# Lemond Alpe D'Huez vs. Trek 2100



## ex2k4 (May 24, 2007)

What do you guys think? LBS has the two bikes on sale for 1399 and they're both beautiful. The trek2100 is actually from 2006 and they're telling me it never really changed for 2007. Lemond Alpe D'Huez is the 2007 version. 

Trek 2100 - rear ultegra, front 105 with carbon seat stay and fork 

vs

Lemond Alpe - full 105s + carbon upper frames geometry. 

I rode in both and really liked both. I just dont know what to choose!! any insight? opinions? suggestions? I do like the fact that 2100 does come with spc pedals so i can use them for my MTB. 
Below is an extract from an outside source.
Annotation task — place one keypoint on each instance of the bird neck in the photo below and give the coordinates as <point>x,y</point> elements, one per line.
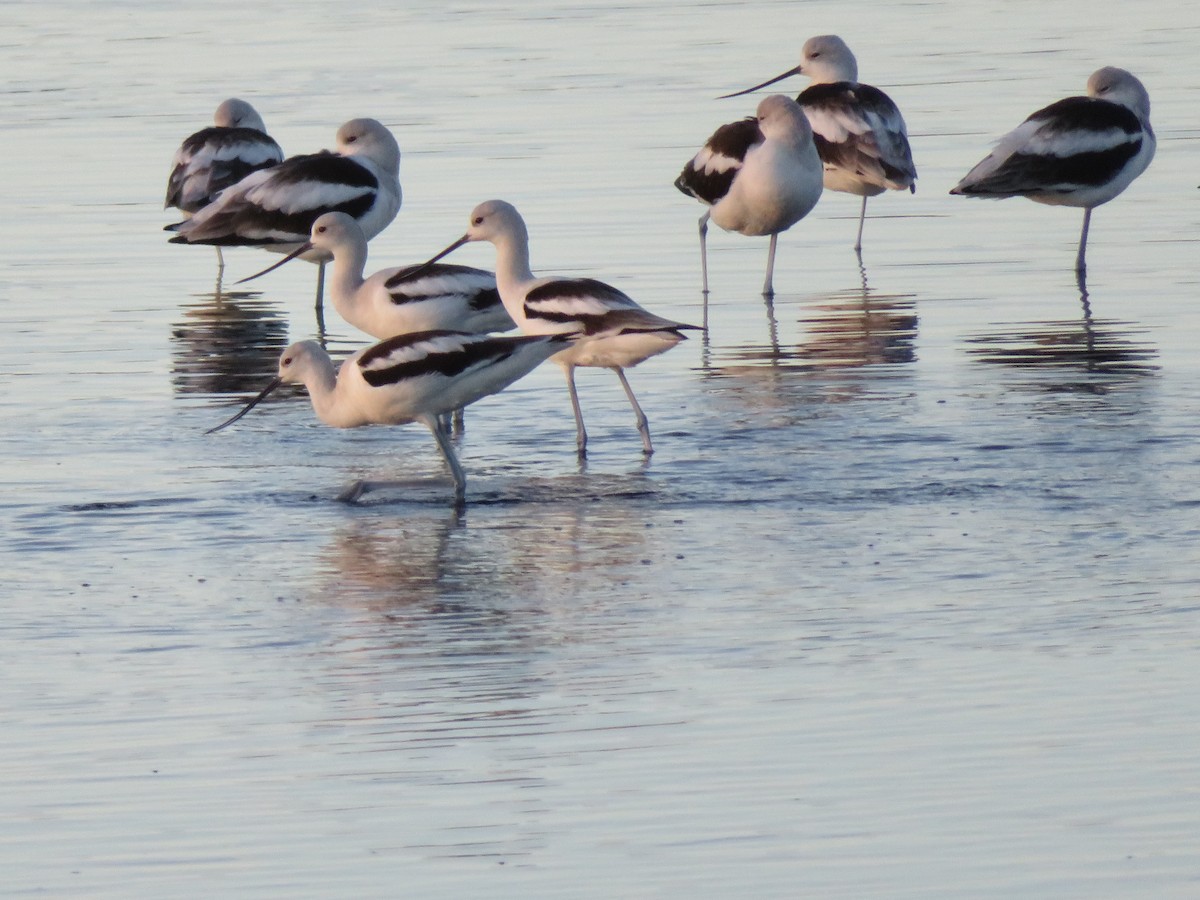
<point>349,261</point>
<point>322,383</point>
<point>511,263</point>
Paint job is both beautiful, i just wish the Alpe was bit more bright blue like it shows in the site. 

please help!


----------



## vanjr (Sep 15, 2005)

The fit should be different on these. Get the one that fits the best. If I had a choice, I'd go w/ the Lemond.


----------



## ex2k4 (May 24, 2007)

is there a reason why you'd go with lemonds over trek? I know they're like the same brand almost?


----------



## pRoto (Jun 17, 2007)

carbon bikes are really expensive, is there any cheaper? i wanna in between 700 and 1k...


----------



## whateveronfire (Sep 27, 2005)

While I'm not a huge fan of the aluminum/carbon spine idea (the ti/carbon and steel/carbon, on the other hand are much mourned), I think the Alpe is going to give you a better ride because of the spine design than the 2100. IF they both fit you well, the Lemond is going to be more comfortable. The ultegra rear isn't enough to make a bike change choice over. 105 is a good group.

The Lemond will also stand out more on the road (if that matters to you). Lots of folks have Treks, fewer have Lemonds. Some people care about that kind of thing, others don't.

As to the $700-1000 question from the other poster--you're not going to get a new carbon bike for that price, but they can be had on ebay and craigslist if you know your size.


----------



## ex2k4 (May 24, 2007)

It seems like many have been suggesting lemonds and many at the shop was more towards the Trek 2100. 

I've ridden both and Lemond did have bit more smooth ride. People at the shop liked the geometry of the Trek better and they also did suggest the high resale value of the trek in the long run. 

Trek was actually 40 dollar cheaper + came with pedal so I ended up going for them. 
I hope I made the right choice! I know Lemonds are bit more rare and they did look pretty, but financially and for long run, I do think I made the right choice.


----------